L’Oisans est une région montagneuse qui se caractérise avant tout par sa verticalité, les contrastes marqués entre ses vallons verdoyants et ses cimes imposantes, ses torrents impétueux et ses lacs dignes de cartes postales.
Ce territoire ne présente pas un patrimoine de grands chefs-d’œuvre architecturaux classiques, comme d’autres régions françaises.
Sa renommée aujourd’hui touristique est liée à ses pentes enneigées et sommets légendaires.
En des temps bien plus reculés, c’est une tout autre richesse qui était convoitée par les premiers pionniers : des trésors cachés dans les replis de la terre et ce dédale minéral.
Marqué par des invasions (romaines, sarrazines, lombardes…) et des guerres, ce pays semble apparaître au Xe siècle. Son histoire ancienne et l’époque de fixation des premiers hommes sont nécessaires pour comprendre l’origine des mines et leurs différentes exploitations au fil du temps.
Les premières exploitations
L’histoire de l’Oisans reste très obscure jusqu’au Xe siècle, avec très peu de documents disponibles pour décrire la vie de ce territoire à l’aspect sauvage et inhospitalier. On suppose deux raisons principales à la pénétration humaine dans cette région.
— La première est que, durant l’époque des peuplades primitives et des invasions barbares, l’Oisans servait de refuge. L’instinct de conservation et de préservation poussait probablement les hommes à rechercher dans le sol les matières premières nécessaires à la vie et à la fabrication d’armes, essentielles pour la chasse et la défense, et potentiellement à les troquer contre d’autres matériaux vitaux introuvables sur cette terre presque exclusivement rocailleuse.
— La deuxième raison est liée au fait que l’Oisans offrait l’un des passages des Alpes, certes pas le plus facile, mais le plus rapide et plus court (trois à quatre jours de moins que les autres voies de passage), entre le centre de la France et le nord de l’Italie. Bien que ce passage (appelé « Petite route ») fût difficile, il offrait également l’intérêt d’une route évidente à suivre, car longée parallèlement sur une grande portion de sa traversée du relief, par le torrent de La Romanche.

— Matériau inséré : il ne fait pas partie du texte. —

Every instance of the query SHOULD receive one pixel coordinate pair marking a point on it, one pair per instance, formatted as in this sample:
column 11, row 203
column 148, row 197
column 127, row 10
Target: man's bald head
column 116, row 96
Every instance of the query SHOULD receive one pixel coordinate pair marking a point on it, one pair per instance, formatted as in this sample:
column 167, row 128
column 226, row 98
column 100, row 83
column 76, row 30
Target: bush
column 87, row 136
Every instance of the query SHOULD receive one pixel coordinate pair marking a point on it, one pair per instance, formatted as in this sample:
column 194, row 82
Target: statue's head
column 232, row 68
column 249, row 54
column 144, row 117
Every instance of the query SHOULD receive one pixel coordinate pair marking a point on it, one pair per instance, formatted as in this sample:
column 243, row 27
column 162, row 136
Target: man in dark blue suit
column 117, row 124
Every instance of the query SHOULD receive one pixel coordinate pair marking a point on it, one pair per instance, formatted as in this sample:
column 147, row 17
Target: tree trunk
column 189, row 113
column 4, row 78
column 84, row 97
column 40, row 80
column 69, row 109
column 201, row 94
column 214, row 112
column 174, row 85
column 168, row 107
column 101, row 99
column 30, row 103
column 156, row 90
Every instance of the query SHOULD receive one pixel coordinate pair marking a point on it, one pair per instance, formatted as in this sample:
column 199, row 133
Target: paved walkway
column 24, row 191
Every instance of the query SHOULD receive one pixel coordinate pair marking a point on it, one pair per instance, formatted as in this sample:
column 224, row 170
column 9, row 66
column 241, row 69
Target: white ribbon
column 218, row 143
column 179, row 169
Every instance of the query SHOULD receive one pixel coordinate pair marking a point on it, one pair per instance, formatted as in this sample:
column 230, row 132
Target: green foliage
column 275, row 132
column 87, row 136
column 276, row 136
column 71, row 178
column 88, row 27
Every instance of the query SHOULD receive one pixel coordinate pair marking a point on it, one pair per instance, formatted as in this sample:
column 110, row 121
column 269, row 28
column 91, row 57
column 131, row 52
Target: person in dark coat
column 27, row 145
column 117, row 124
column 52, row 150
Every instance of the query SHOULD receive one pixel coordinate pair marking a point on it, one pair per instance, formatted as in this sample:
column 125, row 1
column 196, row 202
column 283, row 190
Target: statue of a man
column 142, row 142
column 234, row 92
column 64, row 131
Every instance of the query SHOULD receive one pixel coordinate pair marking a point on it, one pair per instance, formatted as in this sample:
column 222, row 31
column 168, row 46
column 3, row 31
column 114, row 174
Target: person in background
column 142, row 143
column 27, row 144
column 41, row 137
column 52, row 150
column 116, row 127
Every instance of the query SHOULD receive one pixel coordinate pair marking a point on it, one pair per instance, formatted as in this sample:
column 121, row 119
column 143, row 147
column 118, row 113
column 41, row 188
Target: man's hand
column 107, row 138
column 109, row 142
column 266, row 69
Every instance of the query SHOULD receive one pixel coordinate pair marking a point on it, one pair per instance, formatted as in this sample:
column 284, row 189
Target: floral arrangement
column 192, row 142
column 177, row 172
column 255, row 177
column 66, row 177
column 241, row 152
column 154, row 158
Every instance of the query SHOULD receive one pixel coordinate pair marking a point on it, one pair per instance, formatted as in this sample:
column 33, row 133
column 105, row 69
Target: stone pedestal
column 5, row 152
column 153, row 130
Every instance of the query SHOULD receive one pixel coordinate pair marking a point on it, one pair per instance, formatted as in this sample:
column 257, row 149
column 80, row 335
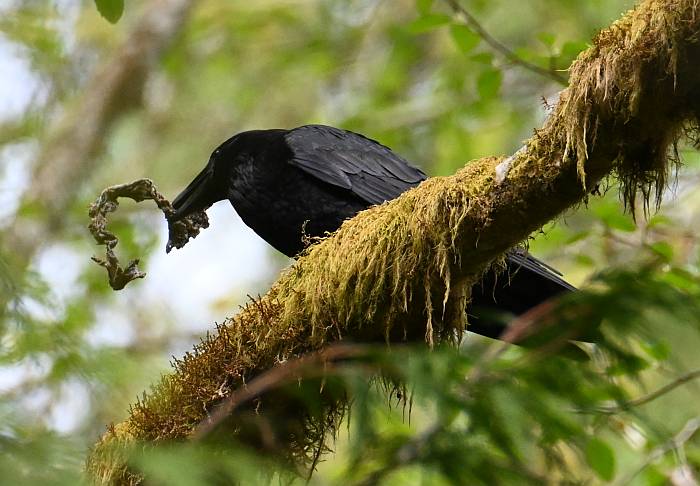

L’époque romaine et le Moyen-Âge
L’Oisans était particulièrement emprunté pendant la période romaine pour le transport de vivres et d’armées. Il est naturel de penser que les Romains, habiles dans l’extraction des minéraux, se soient intéressés à cette région qu’ils ont occupée assez longtemps. L’ingénieur des mines Scipion Gras, au XIXe siècle, attribuait les travaux d’une mine comme celle de Brandes aux Romains, compte tenu de l’immensité des excavations, de la difficulté à les pratiquer sans poudre, des connaissances métallurgiques nécessaires, et des moyens puissants qu’impliquaient de tels projets. Les Romains auraient certainement exploité les gisements de plomb et de cuivre de l’Oisans. Hormis les traces d’exploitation minière qui leur sont attribuées, au XXIe siècle, deux marqueurs de leur passage sont encore visibles : la Porte de Bons et la Voie en encorbellement de Rochetaillée. Cependant, la plus importante des emprises romaines a presque totalement disparu, la voie romaine, indiquée très explicitement sur la carte de Peutinger. L’immense exploitation à ciel ouvert en tranchées profondes à Brandes relève certainement de leur influence.
Les « Sarrazins » auraient pu marquer leur passage par leur intérêt pour le fer répandu dans la région. Ils sont également crédités de la première exploitation de la mine de la Vaudaine.
Les mines de l’Oisans, ou du moins leur histoire documentée, semblent sombrer dans l’oubli après 1331 pour Brandes et après 1505 pour d’autres, dont l’existence d’exploitation antérieure est prouvée. Pendant plus de trois siècles, ce pays de montagne, qui n’avait que l’attrait de ses mines, semble oublié.
Le réveil au XVIIIe siècle
Au XVIIIe siècle, avec le réveil industriel, un nouvel espoir se lève pour l’exploitation minière en Oisans, notamment pour les gisements ayant déjà produit. C’est une période de fièvres minières qui connaîtra même l’une des plus retentissantes faillites minières et une spéculation scandaleuse sur l’or en France au siècle dernier.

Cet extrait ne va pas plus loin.